Open-source experiments in 2023, notably AutoGPT (released April 2023), were the first widely circulated attempts to chain a large language model into a loop of self-directed actions. They were unreliable. Reliability improved sharply from 2024 onward as OpenAI's GPT-4 and Anthropic's Claude 3 series enabled agents to handle longer-horizon tasks without losing coherence. Vertical specialists raised their first large rounds in 2024: Harvey (United States legal AI) and Sierra (United States enterprise customer service) both crossed US$100 million in funding that year. By mid-2025, enterprise procurement of AI agents had moved from innovation-budget pilots to recurring IT line items, with deployment spreading across the United States, Europe, and Japan.

Current state

As of mid-2026, AI agents are the fastest-growing category in global enterprise software. Stanford University's 2026 AI Index documents that the best agent models complete roughly 66% of real-world computer tasks, up from 12% eighteen months earlier, approaching human performance on standardised benchmarks. United States private AI investment reached US$285.9 billion in 2025, more than 23 times China's US$12.4 billion. In Q1 2026, global venture funding to AI companies hit US$242 billion, 80% of all venture capital deployed that quarter, though the majority went to foundation-model labs rather than application-layer agent companies. Andreessen Horowitz's April 2026 enterprise analysis found 29% of Fortune 500 companies live, paying customers of leading AI startups, with coding, customer support, and enterprise search the three dominant deployments. Cognition AI (United States, coding agents) grew annual recurring revenue from US$37 million in May 2025 to US$492 million by May 2026. Harvey, the United States legal-AI agent, reached US$200 million ARR by early 2026.

Relationships

AI agent companies depend on a small number of United States foundation model providers for reasoning capability: OpenAI, Anthropic, Google DeepMind, and Meta's open-weight Llama series supply the engines inside most commercial agents. Andreessen Horowitz data show 81% of enterprises now run three or more model families in production, reflecting the multi-vendor reality of the market. Nvidia supplies the underlying compute and holds equity in multiple AI infrastructure layers that agents depend on.
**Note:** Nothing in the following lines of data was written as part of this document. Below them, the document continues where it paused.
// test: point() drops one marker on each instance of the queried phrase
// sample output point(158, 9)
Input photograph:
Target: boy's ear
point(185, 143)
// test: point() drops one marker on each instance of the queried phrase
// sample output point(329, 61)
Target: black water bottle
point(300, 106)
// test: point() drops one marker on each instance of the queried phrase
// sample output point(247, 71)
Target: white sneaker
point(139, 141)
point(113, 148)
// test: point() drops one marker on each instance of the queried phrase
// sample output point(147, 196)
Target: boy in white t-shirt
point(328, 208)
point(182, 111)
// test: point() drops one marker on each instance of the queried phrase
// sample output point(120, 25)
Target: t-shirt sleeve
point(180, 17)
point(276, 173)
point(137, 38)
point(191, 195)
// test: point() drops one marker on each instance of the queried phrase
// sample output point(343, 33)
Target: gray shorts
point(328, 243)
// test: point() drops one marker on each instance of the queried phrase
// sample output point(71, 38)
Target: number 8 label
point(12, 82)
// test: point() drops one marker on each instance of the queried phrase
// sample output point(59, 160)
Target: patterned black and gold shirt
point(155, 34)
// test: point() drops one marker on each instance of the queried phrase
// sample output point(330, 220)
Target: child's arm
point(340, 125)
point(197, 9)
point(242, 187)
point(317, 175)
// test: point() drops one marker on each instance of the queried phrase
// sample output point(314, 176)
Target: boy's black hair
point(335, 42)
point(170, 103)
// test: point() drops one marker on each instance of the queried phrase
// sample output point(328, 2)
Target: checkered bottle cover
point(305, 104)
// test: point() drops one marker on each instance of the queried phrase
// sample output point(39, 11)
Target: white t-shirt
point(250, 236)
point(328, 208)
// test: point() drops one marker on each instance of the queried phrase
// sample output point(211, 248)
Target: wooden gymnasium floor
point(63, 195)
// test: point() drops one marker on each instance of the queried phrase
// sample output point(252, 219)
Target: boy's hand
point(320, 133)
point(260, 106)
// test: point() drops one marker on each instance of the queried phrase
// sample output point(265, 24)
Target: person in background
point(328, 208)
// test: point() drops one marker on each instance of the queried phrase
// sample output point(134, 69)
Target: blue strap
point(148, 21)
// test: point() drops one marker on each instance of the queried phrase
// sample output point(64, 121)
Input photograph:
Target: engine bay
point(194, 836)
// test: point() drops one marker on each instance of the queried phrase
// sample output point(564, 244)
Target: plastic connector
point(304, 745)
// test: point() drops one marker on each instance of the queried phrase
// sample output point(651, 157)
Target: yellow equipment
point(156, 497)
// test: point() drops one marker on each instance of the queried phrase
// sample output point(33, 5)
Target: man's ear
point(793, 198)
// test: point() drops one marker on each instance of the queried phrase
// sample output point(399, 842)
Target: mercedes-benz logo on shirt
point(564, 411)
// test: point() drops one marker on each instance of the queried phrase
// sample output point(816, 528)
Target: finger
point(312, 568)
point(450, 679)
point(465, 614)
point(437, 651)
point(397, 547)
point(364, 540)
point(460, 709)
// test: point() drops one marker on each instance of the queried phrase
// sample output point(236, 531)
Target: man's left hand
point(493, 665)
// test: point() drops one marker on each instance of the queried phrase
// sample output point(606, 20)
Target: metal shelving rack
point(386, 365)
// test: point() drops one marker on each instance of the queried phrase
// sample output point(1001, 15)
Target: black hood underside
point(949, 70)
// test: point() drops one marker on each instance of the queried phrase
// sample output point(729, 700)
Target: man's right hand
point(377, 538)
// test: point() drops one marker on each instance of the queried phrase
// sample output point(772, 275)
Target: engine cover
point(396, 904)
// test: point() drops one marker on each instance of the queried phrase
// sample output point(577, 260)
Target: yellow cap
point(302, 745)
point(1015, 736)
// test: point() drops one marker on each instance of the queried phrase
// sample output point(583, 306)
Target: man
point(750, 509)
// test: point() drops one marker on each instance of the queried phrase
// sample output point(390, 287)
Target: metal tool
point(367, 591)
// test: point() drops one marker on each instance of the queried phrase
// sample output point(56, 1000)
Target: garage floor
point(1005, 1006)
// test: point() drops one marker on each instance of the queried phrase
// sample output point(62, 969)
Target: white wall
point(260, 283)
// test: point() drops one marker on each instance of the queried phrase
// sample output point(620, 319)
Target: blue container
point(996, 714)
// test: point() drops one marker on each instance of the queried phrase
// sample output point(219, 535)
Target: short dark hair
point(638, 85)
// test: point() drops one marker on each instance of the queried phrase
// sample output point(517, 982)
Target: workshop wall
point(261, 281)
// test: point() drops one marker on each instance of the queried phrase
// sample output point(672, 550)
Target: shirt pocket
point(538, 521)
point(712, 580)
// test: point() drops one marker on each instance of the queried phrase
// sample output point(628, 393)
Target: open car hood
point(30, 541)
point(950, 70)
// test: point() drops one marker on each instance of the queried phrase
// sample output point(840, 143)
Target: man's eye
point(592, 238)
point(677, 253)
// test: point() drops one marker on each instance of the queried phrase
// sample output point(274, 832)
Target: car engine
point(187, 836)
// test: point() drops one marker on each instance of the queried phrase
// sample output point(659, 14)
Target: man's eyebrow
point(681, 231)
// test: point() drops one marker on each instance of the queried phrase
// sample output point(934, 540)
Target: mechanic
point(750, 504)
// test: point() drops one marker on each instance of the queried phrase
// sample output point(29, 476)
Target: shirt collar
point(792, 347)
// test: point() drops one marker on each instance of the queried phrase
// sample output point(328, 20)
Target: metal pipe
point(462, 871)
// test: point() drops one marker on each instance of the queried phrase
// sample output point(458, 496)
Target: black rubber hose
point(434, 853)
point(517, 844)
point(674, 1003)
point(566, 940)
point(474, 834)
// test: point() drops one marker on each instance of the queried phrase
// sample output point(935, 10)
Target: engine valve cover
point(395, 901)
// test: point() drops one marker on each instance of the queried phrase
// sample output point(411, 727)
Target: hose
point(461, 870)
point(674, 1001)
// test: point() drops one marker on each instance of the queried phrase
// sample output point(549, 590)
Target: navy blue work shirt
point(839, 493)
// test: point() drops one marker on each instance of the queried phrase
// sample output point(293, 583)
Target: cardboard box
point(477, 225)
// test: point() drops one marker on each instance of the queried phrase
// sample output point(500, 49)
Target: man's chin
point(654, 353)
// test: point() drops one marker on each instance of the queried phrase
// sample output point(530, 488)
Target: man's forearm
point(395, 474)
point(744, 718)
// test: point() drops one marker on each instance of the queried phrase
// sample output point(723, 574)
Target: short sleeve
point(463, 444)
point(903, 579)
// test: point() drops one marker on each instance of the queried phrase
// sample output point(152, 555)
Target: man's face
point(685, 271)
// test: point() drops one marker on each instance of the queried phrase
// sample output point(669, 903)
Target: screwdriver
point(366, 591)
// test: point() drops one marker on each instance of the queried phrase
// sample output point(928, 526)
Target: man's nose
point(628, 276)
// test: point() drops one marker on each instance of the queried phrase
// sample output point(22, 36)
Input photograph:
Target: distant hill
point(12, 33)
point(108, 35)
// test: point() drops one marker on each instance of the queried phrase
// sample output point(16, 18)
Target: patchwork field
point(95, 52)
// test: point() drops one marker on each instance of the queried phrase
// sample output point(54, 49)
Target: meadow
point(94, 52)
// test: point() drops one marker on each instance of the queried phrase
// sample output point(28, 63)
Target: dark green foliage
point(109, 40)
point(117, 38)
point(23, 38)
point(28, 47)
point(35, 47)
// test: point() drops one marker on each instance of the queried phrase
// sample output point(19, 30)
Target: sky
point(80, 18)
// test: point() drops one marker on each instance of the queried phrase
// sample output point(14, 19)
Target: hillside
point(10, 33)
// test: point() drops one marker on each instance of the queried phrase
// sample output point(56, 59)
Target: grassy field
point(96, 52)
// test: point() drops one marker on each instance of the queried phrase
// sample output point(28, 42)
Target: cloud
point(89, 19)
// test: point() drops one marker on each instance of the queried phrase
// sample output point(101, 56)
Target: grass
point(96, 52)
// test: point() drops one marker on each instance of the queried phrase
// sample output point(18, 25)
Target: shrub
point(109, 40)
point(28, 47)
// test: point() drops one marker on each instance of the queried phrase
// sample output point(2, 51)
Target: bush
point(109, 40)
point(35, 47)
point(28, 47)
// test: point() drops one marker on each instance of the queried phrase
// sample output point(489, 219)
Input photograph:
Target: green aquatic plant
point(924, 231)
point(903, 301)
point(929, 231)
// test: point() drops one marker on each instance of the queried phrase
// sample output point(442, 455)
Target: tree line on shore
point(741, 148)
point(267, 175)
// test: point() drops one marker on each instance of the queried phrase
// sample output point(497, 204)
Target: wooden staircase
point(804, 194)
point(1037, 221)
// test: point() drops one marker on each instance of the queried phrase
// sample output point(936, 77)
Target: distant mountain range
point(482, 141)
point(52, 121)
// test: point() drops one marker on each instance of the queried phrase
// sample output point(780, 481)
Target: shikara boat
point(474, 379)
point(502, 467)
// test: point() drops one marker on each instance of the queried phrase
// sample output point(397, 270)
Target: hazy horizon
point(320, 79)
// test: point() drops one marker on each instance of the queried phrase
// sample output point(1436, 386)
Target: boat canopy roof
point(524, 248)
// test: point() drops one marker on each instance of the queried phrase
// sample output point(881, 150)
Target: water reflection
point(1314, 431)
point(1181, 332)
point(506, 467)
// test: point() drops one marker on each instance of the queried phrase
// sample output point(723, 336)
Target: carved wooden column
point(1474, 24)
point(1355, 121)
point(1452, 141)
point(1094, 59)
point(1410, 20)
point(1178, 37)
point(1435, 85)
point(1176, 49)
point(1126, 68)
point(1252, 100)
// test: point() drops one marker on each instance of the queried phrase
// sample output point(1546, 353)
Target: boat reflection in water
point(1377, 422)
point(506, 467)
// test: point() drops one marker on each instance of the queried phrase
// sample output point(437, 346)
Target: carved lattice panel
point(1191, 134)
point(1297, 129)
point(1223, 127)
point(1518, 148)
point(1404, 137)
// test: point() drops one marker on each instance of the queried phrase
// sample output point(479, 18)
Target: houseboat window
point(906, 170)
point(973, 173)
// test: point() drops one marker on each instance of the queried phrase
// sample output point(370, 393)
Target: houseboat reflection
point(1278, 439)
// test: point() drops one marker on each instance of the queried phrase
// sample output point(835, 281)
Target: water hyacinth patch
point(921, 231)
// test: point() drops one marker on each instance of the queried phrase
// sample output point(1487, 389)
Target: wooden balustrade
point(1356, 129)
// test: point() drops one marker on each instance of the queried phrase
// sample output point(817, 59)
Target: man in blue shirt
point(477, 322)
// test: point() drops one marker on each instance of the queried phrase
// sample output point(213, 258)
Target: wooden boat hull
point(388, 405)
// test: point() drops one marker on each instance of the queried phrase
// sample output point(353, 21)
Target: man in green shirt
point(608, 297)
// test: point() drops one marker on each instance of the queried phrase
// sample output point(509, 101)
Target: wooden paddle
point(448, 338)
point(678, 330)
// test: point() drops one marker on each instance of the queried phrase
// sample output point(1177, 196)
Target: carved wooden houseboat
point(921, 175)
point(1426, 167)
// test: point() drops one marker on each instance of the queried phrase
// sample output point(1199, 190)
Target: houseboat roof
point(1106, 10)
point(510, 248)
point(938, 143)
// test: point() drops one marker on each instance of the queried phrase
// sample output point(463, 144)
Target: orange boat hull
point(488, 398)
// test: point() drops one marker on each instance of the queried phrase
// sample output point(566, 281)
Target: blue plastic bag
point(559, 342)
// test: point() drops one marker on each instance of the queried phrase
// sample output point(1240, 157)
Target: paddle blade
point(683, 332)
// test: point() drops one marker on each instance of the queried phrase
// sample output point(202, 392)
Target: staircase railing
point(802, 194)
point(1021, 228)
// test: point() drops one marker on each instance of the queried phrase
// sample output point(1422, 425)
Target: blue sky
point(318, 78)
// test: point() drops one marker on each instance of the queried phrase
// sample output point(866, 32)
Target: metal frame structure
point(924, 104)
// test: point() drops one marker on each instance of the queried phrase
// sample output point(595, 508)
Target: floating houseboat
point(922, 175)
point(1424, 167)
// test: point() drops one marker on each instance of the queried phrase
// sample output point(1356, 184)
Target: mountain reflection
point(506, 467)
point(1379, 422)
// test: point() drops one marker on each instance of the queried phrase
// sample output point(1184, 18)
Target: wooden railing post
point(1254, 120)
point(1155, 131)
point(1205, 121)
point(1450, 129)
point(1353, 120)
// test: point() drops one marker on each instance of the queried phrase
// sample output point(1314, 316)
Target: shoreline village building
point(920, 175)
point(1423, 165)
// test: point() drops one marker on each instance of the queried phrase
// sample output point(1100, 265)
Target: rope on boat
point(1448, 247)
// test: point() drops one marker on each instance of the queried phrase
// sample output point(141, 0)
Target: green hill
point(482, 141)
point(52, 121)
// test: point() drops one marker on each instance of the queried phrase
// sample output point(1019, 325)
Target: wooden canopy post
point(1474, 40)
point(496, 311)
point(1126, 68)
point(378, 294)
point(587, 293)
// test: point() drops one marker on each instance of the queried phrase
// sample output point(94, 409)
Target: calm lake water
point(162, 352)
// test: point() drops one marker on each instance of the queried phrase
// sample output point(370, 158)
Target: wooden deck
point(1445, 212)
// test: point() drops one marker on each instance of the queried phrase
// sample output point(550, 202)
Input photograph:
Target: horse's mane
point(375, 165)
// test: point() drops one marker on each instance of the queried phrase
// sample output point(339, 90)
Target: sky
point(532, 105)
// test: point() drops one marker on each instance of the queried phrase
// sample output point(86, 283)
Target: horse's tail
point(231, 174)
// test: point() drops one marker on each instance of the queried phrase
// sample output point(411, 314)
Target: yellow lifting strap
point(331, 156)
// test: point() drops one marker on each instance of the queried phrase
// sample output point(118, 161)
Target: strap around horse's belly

Y Combinator's Spring 2026 batch (196 startups, June 2026) was heavily weighted toward AI-agent verticals, with the hottest companies commanding seed valuations above US$175 million. The embodied branch is drawing the largest individual raises: General Intuition (United States) raised US$320 million in June 2026 to train action foundation models on gameplay footage, and Generalist AI (United States) raised US$400 million the same month for general-purpose robot foundation models, where its GEN-1 model reached 99% task success on dexterous-manipulation benchmarks. China is building parallel agentic systems around Alibaba's Qwen and Baidu's ERNIE model families.

What to watch

Reliability is the central constraint: at 66% task success, agents fail roughly one in three structured tasks, limiting autonomous deployment in regulated industries such as finance, healthcare, and law where errors carry legal liability. Inference pricing is compressing as open-weight models close quality gaps with closed ones, squeezing application-layer margins and pressing vertical-agent companies to build proprietary data or workflow moats. Agent-to-agent coordination, where multiple specialised agents hand off tasks across a pipeline, has drawn a new wave of infrastructure companies. United States regulatory attention on autonomous AI systems is rising, with questions about liability when an agent acts on incorrect data or executes an irreversible action. The central investor question for the second half of 2026 is whether vertical-agent companies can hold venture-scale multiples as the category matures from novelty toward commodity workflow infrastructure.